1. Capital is the root of life! The premise of all operations is to preserve the principal; this must never waver. Don't let the illusion of high profits cloud your judgment; the market is unforgiving.

2. Greed is the source of losses. Stop obsessing over making the last penny; those who can steadily profit are the true experts. Accumulating small profits is far more reliable than going all-in for sudden wealth.

3. Diversifying positions is an iron rule. Always keep enough reserve funds; going all in is equivalent to suicide. When the market suddenly changes, you may not even have the chance to average down.

4. Never touch coins in a downtrend. Averaging down in a declining market only increases your losses; frequent trading will only result in higher fees.

5. Be as cautious when buying as when buying groceries. Build your position in batches during sideways movements, and sell as decisively as if you were escaping. Clear your position immediately upon reaching your profit target; do not hesitate.

6. The market only recognizes results, not people. Those who always want to take everything will eventually be killed by the market. Preserving your capital is the hard truth.

7. When the fundamentals change dramatically, you must escape. If the project collapses or there are technical flaws, hesitating for even a second could lead to total loss.

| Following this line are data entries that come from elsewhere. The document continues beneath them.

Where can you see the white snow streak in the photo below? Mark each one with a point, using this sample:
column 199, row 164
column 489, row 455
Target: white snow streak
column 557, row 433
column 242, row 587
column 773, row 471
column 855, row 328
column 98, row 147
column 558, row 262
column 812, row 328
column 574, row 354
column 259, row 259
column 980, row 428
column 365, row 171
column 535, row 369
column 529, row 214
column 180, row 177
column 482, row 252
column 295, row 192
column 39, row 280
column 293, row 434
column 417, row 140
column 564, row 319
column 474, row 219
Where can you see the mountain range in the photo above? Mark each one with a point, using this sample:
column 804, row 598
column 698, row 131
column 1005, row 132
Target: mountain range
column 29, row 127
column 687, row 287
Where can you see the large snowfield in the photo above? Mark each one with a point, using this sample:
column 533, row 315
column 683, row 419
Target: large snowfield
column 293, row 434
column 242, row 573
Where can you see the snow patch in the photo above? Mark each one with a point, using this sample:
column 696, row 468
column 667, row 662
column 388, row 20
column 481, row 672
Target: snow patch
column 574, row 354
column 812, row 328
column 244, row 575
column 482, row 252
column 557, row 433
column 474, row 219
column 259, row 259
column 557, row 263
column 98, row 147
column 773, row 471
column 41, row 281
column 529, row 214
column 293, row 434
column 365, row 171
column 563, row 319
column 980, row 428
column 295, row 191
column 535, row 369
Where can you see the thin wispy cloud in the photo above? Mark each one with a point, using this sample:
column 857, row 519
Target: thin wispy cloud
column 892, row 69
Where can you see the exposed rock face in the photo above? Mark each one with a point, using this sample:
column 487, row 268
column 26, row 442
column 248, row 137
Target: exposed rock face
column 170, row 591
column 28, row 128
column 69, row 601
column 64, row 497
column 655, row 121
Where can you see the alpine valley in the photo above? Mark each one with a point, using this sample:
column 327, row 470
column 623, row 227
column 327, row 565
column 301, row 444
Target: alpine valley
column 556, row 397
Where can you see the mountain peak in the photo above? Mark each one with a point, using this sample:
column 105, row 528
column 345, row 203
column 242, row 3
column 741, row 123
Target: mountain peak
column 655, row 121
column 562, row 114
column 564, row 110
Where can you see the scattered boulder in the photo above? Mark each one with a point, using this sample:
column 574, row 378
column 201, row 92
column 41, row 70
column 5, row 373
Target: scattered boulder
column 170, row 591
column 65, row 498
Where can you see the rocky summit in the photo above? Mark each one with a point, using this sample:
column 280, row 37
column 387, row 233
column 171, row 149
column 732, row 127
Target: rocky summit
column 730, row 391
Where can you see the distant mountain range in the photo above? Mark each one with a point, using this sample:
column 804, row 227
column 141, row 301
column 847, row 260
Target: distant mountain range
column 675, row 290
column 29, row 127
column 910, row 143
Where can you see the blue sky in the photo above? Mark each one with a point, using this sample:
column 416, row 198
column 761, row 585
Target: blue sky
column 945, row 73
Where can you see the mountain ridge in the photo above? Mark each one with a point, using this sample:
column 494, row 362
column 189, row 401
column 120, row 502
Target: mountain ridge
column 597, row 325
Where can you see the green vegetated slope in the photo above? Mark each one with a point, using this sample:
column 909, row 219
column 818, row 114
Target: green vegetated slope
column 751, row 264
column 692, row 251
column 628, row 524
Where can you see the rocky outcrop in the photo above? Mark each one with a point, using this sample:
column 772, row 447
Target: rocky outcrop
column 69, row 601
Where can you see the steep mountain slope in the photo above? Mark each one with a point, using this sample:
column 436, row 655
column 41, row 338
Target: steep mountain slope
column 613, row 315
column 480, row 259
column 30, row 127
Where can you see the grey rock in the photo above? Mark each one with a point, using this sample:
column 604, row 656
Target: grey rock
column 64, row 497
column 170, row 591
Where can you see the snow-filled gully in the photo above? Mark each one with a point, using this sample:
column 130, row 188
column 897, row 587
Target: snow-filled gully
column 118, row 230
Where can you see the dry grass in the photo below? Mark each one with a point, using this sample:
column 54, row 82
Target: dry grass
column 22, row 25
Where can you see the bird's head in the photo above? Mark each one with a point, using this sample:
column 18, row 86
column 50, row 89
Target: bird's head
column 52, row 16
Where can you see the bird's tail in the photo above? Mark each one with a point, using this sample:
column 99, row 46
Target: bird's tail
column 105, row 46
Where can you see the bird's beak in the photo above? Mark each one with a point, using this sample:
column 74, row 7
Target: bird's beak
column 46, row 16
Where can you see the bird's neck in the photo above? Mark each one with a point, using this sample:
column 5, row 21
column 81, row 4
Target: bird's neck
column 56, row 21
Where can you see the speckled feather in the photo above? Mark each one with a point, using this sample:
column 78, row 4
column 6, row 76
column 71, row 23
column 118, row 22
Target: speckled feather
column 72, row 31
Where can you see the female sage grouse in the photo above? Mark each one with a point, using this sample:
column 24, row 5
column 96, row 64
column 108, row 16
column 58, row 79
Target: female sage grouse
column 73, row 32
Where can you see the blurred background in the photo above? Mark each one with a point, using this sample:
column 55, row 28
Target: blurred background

8. For long-term investments, look at weekly and monthly charts. When trend reversal signals appear, do not go against the trend. Taking profits is your money.

9. The principle of extremes must be observed. Coins that rise excessively will eventually crash; bear markets don’t announce bottoms, and bull markets don’t announce tops—never go against the rules.

10. If there are no opportunities, stay in cash and wait. The market fluctuates daily; capturing just 30% of opportunities is enough to profit. Greed will lead to loss.

11. Patience is a top-tier skill. Real big trends are waited out; those who stare at the screen every day often perish in volatility.

12. Stop immediately after achieving your target. Earning 5% a day or doubling every month can sustain you, but staying up every night to trade will lead to liquidation.

13. Stop-loss is a mandatory lesson. Blaming the market for liquidation? Wrong! Traders who don’t set stop-losses are merely giving away their money.

14. Money is earned through patience. 99% of profits come from 1% of good market conditions; frequent trading only benefits the exchanges.

15. Discipline is more important than technique. Emotional trading is a sure way to failure; strictly executing your trading plan is the fundamental way to survive.

Note: 99% of those who lost everything in the crypto world within three years fell victim to rules 3, 7, and 15. Don’t ask how I know; these are hard-earned lessons.